Juice fasts offer a plan. They don't require thinking, they eliminate all the stuff we tend to overeat (bread, meat, etc) so we don't have to do the hardest thing ever-eat those things in MODERATION. So if doing a fast will help you kick the habit and gradually add back HEALTHY foods in moderation when it ends I suggest you stop reading this blog and get your butt to the market (okay...maybe finish reading if you want to be nice.)



It makes obvious sense to only use homegrown and/or certified organic produce to make your juice. By using conventionally grown produce you will be getting wonderfully concentrated pesticide and herbicide residues to fuel your body.  Unfortunately this is not always accessible or affordable for many people so I would advise against juicing if this is not possible.  There is a much lower ingestion of these potentially harmful chemicals when we consume the whole fruit or vegetable simply because we would eat smaller portions.


So, it's your call, but I think the main thing is balance-fresh juice can add produce and nutrients to your diet, but it can add unwanted calories, insulin spikes, and chemicals if you're not careful.  Juice fasts are very extreme and not physioligically necessary, but if one can help you get that healthy eating ball rolling then go for it, thankfully the human body is resilient enough to live through even the craziest diets for a stretch.

Monday, July 30, 2012


It may come as a surprise to you that in most states my six year old could print business cards, have a website built and start his career as a "nutritionist".  It would be completely legal and most people would not know the difference between him and an educated and licensed nutrition professional by looking at his "credentials".


Many states regulate who can call themselves "dietitians", but most do not regulate the use of the title "nutritionist" See HERE for your state's rule. What is the difference you say? Well the fact is there really isn't one and that's the problem.
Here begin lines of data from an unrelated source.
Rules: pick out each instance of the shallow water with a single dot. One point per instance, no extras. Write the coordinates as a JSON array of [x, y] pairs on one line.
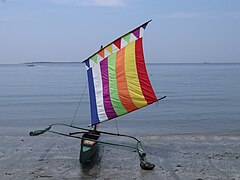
[[201, 98]]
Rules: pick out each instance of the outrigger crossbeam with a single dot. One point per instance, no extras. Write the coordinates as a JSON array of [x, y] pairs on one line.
[[138, 147]]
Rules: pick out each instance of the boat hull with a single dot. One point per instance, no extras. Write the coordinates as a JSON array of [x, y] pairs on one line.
[[88, 147]]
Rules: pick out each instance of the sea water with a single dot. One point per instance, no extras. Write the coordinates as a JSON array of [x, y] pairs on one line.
[[201, 98]]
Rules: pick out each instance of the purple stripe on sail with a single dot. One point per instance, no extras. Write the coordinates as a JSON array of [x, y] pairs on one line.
[[136, 32], [106, 93]]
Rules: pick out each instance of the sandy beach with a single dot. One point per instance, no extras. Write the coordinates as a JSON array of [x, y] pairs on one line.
[[183, 156]]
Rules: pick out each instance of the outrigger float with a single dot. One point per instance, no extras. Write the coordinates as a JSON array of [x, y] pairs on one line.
[[118, 84]]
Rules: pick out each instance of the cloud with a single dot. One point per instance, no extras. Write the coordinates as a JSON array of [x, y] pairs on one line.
[[185, 15], [110, 3], [235, 15]]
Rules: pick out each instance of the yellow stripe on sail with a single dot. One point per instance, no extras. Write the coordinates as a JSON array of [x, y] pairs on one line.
[[133, 84]]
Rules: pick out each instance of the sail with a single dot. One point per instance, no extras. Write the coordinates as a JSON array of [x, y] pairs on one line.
[[117, 78]]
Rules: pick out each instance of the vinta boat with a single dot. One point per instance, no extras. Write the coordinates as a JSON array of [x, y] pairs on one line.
[[118, 84]]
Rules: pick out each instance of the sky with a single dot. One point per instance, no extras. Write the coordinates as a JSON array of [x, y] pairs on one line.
[[188, 31]]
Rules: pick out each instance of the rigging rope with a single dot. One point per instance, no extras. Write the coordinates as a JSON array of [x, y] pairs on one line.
[[78, 104], [116, 125]]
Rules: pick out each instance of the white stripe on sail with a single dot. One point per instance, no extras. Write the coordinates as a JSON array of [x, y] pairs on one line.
[[97, 79]]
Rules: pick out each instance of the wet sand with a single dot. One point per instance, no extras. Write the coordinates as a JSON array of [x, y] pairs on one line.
[[184, 156]]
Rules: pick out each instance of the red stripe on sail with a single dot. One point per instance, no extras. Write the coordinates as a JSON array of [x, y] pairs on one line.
[[142, 74], [106, 93]]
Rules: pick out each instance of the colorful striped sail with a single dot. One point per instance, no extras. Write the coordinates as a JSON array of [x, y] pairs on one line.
[[117, 78]]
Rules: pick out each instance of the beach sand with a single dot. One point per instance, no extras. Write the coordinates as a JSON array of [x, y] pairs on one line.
[[183, 156]]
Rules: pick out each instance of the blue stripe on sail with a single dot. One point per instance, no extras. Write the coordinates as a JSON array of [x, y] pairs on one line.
[[93, 105]]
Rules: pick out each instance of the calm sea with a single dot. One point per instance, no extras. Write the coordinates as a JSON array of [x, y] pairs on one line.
[[201, 98]]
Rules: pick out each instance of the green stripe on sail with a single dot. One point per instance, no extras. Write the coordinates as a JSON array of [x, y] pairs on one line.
[[117, 105]]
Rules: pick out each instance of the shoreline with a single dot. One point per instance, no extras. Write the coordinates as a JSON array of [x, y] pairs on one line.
[[188, 156]]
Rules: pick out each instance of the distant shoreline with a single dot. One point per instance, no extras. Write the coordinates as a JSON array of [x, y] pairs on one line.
[[149, 63]]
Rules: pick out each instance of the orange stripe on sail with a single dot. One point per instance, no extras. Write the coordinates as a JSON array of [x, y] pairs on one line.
[[123, 92]]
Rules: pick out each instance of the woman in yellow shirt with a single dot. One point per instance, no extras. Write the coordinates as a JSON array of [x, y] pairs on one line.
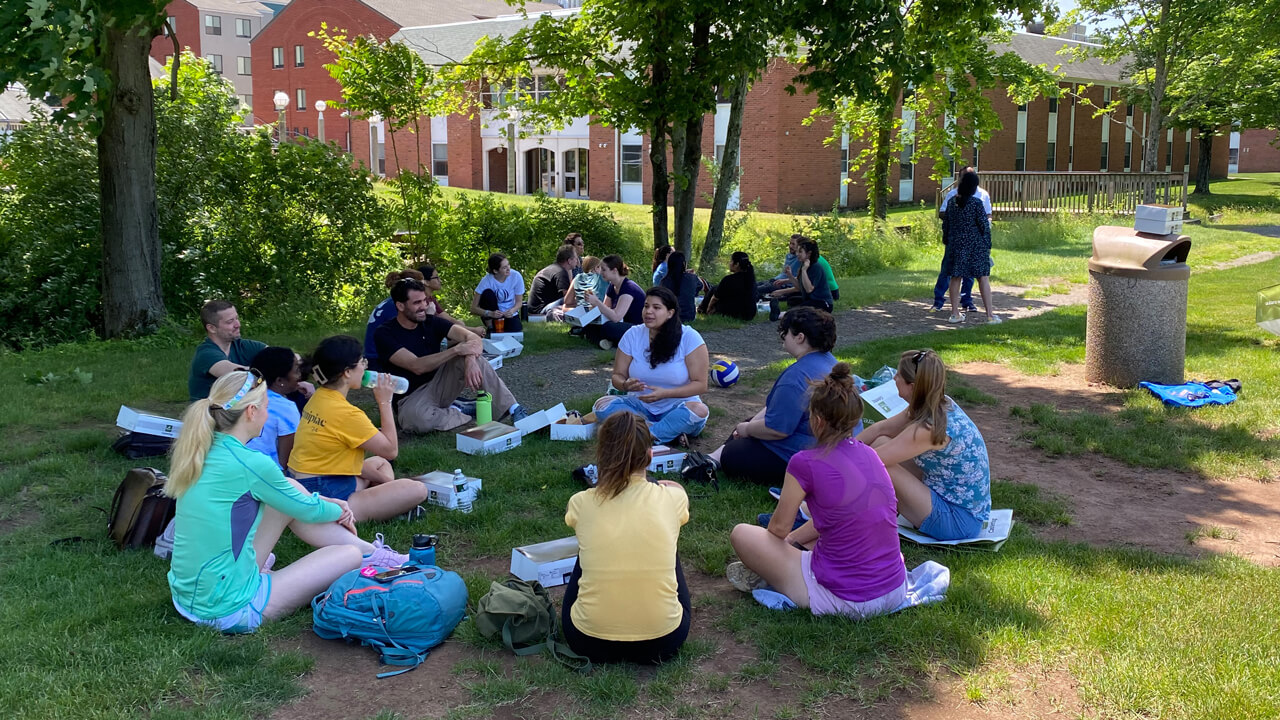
[[627, 600], [333, 436]]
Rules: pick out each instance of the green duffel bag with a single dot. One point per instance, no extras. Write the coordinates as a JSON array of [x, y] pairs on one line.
[[524, 615]]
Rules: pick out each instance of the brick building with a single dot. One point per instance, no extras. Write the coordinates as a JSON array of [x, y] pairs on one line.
[[220, 32]]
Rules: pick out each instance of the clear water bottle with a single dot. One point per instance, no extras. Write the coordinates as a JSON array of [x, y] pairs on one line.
[[370, 379], [460, 491]]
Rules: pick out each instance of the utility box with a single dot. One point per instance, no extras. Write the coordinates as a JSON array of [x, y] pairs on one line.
[[1137, 318]]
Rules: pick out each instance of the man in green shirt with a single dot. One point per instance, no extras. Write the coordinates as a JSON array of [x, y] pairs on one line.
[[223, 350]]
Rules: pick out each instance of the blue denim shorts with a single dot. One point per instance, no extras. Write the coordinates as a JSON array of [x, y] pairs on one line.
[[949, 522], [338, 487]]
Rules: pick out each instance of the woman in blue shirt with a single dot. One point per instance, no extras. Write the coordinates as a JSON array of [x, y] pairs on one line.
[[759, 449]]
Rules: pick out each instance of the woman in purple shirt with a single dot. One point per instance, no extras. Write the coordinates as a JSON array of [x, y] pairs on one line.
[[855, 566]]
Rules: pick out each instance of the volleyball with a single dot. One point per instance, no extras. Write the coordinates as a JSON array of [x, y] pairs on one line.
[[723, 372]]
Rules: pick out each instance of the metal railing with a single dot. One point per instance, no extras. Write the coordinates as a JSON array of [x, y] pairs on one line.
[[1047, 194]]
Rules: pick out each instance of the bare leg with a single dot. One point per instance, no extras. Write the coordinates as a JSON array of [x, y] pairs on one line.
[[388, 500], [772, 559]]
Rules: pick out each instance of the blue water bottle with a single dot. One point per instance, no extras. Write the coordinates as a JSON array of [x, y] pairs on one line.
[[423, 552]]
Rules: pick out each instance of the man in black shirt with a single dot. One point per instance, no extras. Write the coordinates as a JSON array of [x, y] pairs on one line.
[[410, 346], [551, 285]]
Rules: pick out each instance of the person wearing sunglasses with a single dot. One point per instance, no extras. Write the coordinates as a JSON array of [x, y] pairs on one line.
[[232, 506], [333, 436], [935, 454]]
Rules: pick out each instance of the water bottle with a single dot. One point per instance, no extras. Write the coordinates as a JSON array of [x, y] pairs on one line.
[[460, 491], [484, 408], [423, 552], [400, 384]]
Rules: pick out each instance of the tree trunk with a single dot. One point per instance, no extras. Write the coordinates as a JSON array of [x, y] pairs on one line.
[[727, 176], [132, 302], [1202, 163], [661, 182]]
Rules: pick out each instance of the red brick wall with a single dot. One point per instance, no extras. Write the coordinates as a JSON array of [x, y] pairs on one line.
[[188, 26], [1257, 154]]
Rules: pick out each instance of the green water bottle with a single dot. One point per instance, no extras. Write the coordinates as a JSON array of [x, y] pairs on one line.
[[484, 408]]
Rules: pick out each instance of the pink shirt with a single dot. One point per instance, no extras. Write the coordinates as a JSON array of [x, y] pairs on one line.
[[850, 496]]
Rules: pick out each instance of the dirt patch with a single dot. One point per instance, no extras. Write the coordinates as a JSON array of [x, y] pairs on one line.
[[1114, 504]]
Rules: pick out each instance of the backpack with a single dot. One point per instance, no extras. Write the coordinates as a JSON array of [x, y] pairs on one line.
[[524, 615], [140, 509], [402, 619]]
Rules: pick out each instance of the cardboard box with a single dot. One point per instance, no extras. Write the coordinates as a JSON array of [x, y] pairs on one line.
[[549, 563], [584, 315], [488, 438], [538, 420], [563, 431], [503, 347], [1159, 227], [140, 422], [666, 459], [439, 488]]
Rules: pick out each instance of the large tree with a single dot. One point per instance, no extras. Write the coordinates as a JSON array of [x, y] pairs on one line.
[[92, 57]]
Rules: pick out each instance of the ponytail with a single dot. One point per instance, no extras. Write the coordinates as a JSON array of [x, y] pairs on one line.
[[201, 419], [835, 400], [927, 376]]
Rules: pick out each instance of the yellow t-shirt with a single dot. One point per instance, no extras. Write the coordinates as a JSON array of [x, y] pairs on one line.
[[627, 552], [329, 436]]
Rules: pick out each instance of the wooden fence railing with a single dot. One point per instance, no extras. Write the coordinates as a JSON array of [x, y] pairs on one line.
[[1046, 194]]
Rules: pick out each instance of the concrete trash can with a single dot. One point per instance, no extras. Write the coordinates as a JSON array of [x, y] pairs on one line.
[[1137, 318]]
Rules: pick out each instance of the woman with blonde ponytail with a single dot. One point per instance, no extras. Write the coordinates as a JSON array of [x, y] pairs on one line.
[[855, 566], [933, 452], [232, 506]]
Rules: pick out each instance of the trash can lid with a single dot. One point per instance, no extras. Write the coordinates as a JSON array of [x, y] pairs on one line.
[[1124, 251]]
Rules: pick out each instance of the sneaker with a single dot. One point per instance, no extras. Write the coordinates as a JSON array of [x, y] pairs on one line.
[[383, 555], [743, 578], [586, 475], [412, 514]]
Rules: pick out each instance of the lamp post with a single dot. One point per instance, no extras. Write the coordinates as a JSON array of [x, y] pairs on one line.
[[282, 100], [320, 105]]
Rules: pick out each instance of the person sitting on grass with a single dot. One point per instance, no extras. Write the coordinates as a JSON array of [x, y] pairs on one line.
[[759, 449], [855, 564], [620, 308], [499, 296], [333, 436], [735, 295], [232, 506], [626, 600], [933, 452], [662, 365], [282, 370]]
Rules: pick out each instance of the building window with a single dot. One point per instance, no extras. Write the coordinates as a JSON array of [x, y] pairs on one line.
[[439, 159], [631, 163]]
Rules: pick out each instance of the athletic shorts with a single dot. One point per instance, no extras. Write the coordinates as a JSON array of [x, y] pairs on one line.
[[243, 620]]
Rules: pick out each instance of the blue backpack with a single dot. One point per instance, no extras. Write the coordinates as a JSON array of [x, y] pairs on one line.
[[402, 618]]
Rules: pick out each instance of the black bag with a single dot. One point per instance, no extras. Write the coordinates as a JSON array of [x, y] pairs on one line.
[[141, 445], [140, 509]]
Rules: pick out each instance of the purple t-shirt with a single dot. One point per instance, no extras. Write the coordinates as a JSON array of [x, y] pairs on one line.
[[854, 510]]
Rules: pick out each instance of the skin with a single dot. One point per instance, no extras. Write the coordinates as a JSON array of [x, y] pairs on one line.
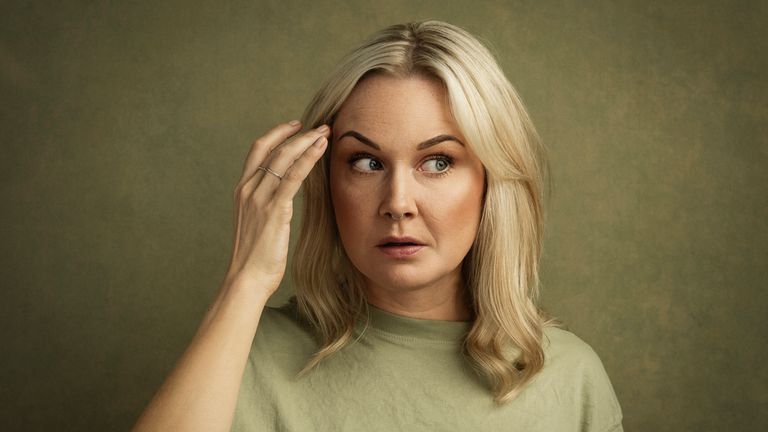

The Commission on Dietetic Registration (CDR) states "States with certification laws limit the use of particular titles (eg, dietitian or nutritionist) to persons meeting predetermined requirements; however, persons not certified can still practice." In other words, anyone can be a nutritionist. Why?! I have no idea. But until the laws change BEWARE from whom you take nutrition advice.


You would think so! Just Google "certified nutritionist" and you can score some of your very own "letters" in a few short months for as little as a few hundred dollars.  My favorite is the Institute for Integrative Nutrition which churns out their Certified Holistic Nutritionists (CHN) in 12 months of online coursework-but..wait for it...they give them the certification 6 months into the program! Their website boasts "Many of our students earn back their tuition even before graduation!" Can you imagine if law schools or medical schools let their students practice unsupervised before their students were even done with school?! This clearly shows that this "institute" is out to make money, not train qualified nutrition experts. 

To be fair, some of the holistic, alternative nutrition theories are under-explored in traditional nutrition education. I do think it is important for traditionally trained dietitians (and doctors!) to learn about CAM (complimentary alternative medicine) to give complete care. But don't these holistic people need to also take anatomy and physiology, biochemistry, medical nutrition therapy, food microbiology, food science, and all the other core science knowledge to properly treat clients? I think so...


To become a Registered Dietitian you must complete the following:

1) A four-year undergraduate degree with 45 credits approved nutrition coursework at nationally accredited university 
3) 1200 hours supervised practice Dietetic Internship  
4) Board Exam 
5) Continuing education credits to maintain licensure

To find a bona fide, licensed nutrition professional in your area go to The Academy of Nutrition and Dietetics (formerly American Dietetics Association)   Only Registered Dietitians (RD) and others who may also have higher level degrees like myself are allowed to register on the AND/ADA site.